Hall moves from “narrative” to “implementation”
v3.3.0 defines DEFAULT_HALL_KEYWORDS in config.py:74-112, binding 7 Halls to keyword lists:
DEFAULT_HALL_KEYWORDS = {
"emotions": ["scared", "afraid", "worried", "happy", "sad", "love", ...],
"consciousness": ["consciousness", "conscious", "aware", "real", ...],
"memory": ["memory", "remember", "forget", "recall", ...],
"technical": ["code", "python", "script", "bug", "error", ...],
"identity": ["identity", "name", "who am i", "persona", "self"],
"family": ["family", "kids", "children", "daughter", ...],
"creative": ["game", "gameplay", "player", "app", "design", ...],
}
Drawers are routed to their Hall at ingest time via keyword matching (PR #835). Note that DEFAULT_HALL_KEYWORDS shares the same 7 names as DEFAULT_TOPIC_WINGS (config.py:64-72) mentioned in this chapter, but the two play different roles: DEFAULT_TOPIC_WINGS is the list of optional “topic wings”; DEFAULT_HALL_KEYWORDS is the keyword-to-Hall routing table used inside a wing. v3.3.0’s README audit (PR #835, 42 regression tests) confirms Hall detection as a verifiable capability, not just narrative.
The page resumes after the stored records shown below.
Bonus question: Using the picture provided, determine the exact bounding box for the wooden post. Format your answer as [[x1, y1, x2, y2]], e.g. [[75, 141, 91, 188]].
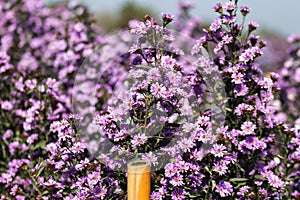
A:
[[127, 160, 150, 200]]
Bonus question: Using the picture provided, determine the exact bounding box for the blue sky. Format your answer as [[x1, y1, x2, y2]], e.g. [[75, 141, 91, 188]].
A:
[[45, 0, 300, 36]]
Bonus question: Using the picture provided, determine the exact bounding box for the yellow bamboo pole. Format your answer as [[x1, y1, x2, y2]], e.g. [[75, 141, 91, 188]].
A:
[[127, 160, 150, 200]]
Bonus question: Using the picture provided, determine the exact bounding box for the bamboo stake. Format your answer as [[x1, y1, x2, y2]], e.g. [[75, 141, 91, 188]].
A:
[[127, 160, 150, 200]]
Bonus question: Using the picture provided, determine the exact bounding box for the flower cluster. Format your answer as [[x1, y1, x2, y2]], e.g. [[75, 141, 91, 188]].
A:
[[274, 35, 300, 123], [0, 0, 122, 199], [152, 1, 297, 199], [0, 0, 300, 200]]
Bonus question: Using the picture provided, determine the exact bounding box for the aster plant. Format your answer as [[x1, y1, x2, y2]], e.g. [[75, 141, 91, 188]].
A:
[[152, 1, 298, 199], [0, 0, 122, 199]]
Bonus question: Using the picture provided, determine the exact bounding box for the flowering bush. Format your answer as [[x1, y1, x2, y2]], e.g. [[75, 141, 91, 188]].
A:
[[0, 0, 300, 199], [275, 35, 300, 124]]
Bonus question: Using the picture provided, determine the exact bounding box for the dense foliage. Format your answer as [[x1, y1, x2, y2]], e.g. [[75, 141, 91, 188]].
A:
[[0, 0, 300, 200]]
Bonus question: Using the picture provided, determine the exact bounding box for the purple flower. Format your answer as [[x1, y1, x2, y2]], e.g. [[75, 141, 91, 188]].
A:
[[131, 133, 148, 148], [150, 83, 167, 98], [241, 121, 256, 135], [216, 181, 233, 197], [171, 188, 185, 200], [240, 6, 251, 16], [211, 144, 226, 158], [1, 101, 13, 110]]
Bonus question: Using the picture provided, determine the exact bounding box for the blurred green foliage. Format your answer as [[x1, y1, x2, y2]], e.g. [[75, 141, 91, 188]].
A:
[[95, 2, 157, 32]]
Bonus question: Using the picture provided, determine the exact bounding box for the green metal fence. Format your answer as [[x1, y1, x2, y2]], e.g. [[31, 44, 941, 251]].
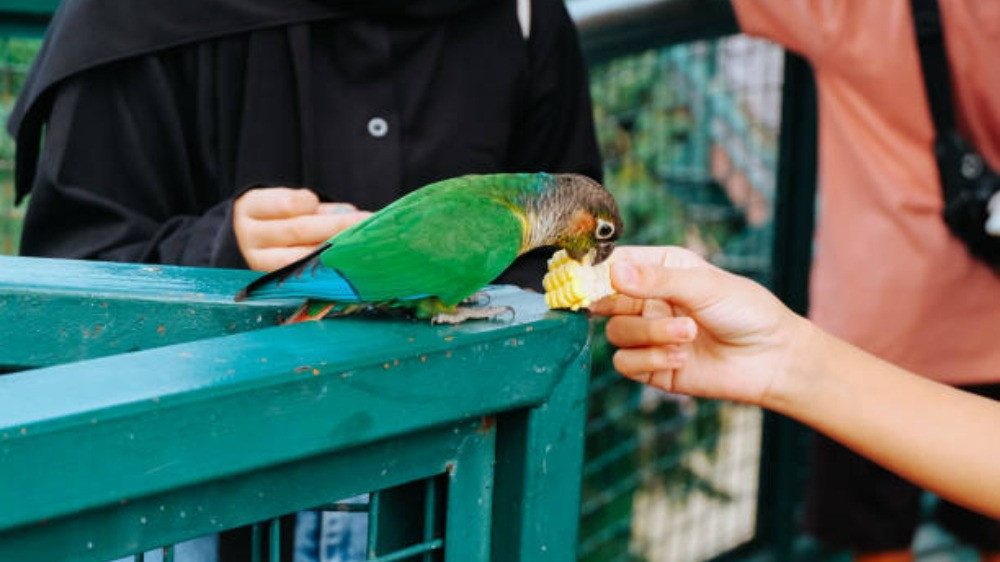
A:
[[0, 258, 589, 562], [570, 0, 809, 562]]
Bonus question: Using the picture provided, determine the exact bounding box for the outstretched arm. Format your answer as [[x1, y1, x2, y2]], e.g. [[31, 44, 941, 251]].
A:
[[594, 248, 1000, 517]]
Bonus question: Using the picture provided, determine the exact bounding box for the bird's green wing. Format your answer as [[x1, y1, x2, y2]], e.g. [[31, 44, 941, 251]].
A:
[[321, 189, 521, 305]]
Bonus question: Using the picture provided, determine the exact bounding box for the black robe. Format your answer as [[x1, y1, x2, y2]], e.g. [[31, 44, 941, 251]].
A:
[[9, 0, 601, 287]]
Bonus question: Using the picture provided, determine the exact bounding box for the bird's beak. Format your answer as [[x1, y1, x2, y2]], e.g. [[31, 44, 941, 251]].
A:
[[591, 242, 615, 265]]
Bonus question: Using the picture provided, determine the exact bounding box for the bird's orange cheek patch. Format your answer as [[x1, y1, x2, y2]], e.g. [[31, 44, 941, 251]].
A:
[[569, 210, 597, 236]]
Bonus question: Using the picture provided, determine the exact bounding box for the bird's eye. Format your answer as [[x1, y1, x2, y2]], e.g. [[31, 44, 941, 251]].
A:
[[595, 219, 615, 240]]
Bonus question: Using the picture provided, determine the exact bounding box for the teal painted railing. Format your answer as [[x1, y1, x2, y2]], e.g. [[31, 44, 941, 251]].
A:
[[0, 258, 589, 562]]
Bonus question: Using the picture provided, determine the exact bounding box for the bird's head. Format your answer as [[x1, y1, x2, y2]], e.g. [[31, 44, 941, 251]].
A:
[[536, 174, 622, 264]]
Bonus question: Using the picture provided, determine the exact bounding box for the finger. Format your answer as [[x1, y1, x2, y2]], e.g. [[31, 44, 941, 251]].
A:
[[605, 316, 698, 348], [254, 211, 370, 248], [622, 369, 677, 392], [316, 203, 358, 215], [234, 187, 319, 220], [590, 294, 645, 316], [612, 346, 687, 378], [611, 262, 732, 310], [244, 246, 316, 271]]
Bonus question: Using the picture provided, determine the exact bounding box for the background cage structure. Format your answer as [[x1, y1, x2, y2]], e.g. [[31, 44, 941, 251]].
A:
[[0, 0, 832, 561], [579, 31, 784, 562]]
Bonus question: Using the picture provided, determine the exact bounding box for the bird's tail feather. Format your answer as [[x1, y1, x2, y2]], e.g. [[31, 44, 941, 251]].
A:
[[281, 302, 336, 326], [235, 242, 330, 302]]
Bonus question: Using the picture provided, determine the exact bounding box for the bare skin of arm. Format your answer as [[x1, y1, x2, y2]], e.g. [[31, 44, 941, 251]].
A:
[[593, 247, 1000, 517], [233, 187, 371, 271]]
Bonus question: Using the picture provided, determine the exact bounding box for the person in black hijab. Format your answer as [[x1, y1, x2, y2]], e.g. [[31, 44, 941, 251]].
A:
[[8, 0, 601, 287], [8, 0, 601, 560]]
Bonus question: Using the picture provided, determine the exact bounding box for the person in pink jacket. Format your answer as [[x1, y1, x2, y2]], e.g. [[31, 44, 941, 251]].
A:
[[733, 0, 1000, 560]]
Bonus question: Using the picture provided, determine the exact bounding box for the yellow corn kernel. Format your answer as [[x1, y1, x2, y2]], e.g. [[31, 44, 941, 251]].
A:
[[542, 250, 614, 311]]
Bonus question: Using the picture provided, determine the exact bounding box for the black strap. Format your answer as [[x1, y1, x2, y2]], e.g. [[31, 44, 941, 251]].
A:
[[910, 0, 955, 137]]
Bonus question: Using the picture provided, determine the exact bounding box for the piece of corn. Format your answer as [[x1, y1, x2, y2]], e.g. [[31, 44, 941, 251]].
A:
[[542, 250, 615, 310]]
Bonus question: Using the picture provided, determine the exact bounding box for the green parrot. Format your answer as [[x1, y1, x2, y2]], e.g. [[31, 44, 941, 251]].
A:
[[236, 173, 622, 323]]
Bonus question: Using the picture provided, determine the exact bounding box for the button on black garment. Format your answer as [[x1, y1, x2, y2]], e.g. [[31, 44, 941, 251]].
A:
[[15, 0, 600, 286]]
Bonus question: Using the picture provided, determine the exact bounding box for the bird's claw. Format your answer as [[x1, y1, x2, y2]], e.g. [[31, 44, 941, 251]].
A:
[[431, 306, 514, 324]]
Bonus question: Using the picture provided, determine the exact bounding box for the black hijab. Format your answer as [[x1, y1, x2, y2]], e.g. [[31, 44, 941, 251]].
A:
[[7, 0, 488, 200]]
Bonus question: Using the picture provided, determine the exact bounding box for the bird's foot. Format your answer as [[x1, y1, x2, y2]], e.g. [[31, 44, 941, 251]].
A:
[[462, 291, 490, 306], [431, 306, 514, 324]]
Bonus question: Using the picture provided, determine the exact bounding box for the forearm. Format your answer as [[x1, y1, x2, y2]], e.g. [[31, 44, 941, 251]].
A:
[[763, 320, 1000, 516]]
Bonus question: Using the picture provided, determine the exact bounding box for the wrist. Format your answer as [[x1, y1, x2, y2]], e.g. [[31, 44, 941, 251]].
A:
[[760, 313, 835, 417]]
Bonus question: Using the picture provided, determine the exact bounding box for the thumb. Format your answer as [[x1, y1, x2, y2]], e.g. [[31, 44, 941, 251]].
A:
[[611, 261, 725, 310]]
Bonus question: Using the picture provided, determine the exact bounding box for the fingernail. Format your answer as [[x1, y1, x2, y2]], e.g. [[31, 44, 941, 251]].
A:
[[319, 203, 356, 215], [611, 262, 639, 287], [680, 317, 698, 341]]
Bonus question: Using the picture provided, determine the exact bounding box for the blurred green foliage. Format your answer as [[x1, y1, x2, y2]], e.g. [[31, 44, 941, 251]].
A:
[[0, 37, 41, 254]]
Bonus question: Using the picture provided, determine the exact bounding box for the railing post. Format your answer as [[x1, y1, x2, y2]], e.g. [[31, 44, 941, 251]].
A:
[[493, 330, 590, 562]]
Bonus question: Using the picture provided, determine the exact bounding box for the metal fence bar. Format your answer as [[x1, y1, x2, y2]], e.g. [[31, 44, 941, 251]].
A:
[[493, 344, 590, 562]]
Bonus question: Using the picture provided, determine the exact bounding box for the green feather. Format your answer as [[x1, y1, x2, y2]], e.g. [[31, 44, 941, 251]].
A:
[[320, 174, 552, 306]]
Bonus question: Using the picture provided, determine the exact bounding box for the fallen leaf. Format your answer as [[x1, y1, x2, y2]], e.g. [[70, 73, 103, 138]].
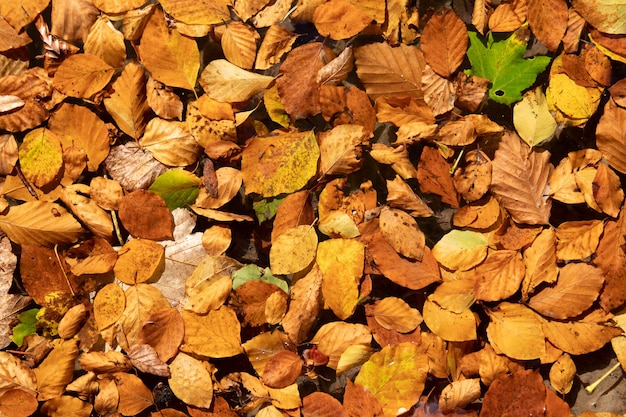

Chapter judgment revisions
- v3.0.0: “Hall exists as a classification concept but is not the default routing target.”
- v3.3.0: Hall is the default routing target — every drawer gets assigned a Hall at ingest. But users still cannot filter by Hall through the MCP
searchtool’s parameters directly (that exposure is still being designed). - Users can override defaults via
hall_keywordsin~/.mempalace/config.jsonto adapt Hall definitions to their own language patterns.
Impact on Chapter 7’s “+Hall: 84.8%” benchmark
The “+Hall: 84.8%” lift cited at the end of this chapter is a v3.0.0 historical benchmark. v3.3.0’s Hall detection is what actually makes this number reproducible — in v3.0.0, Hall was more a metadata tag than a routing driver, and the +12% gain is hard to replicate on v3.0.0’s default pipeline. The v3.3.0 benchmark should be re-run independently for confirmation.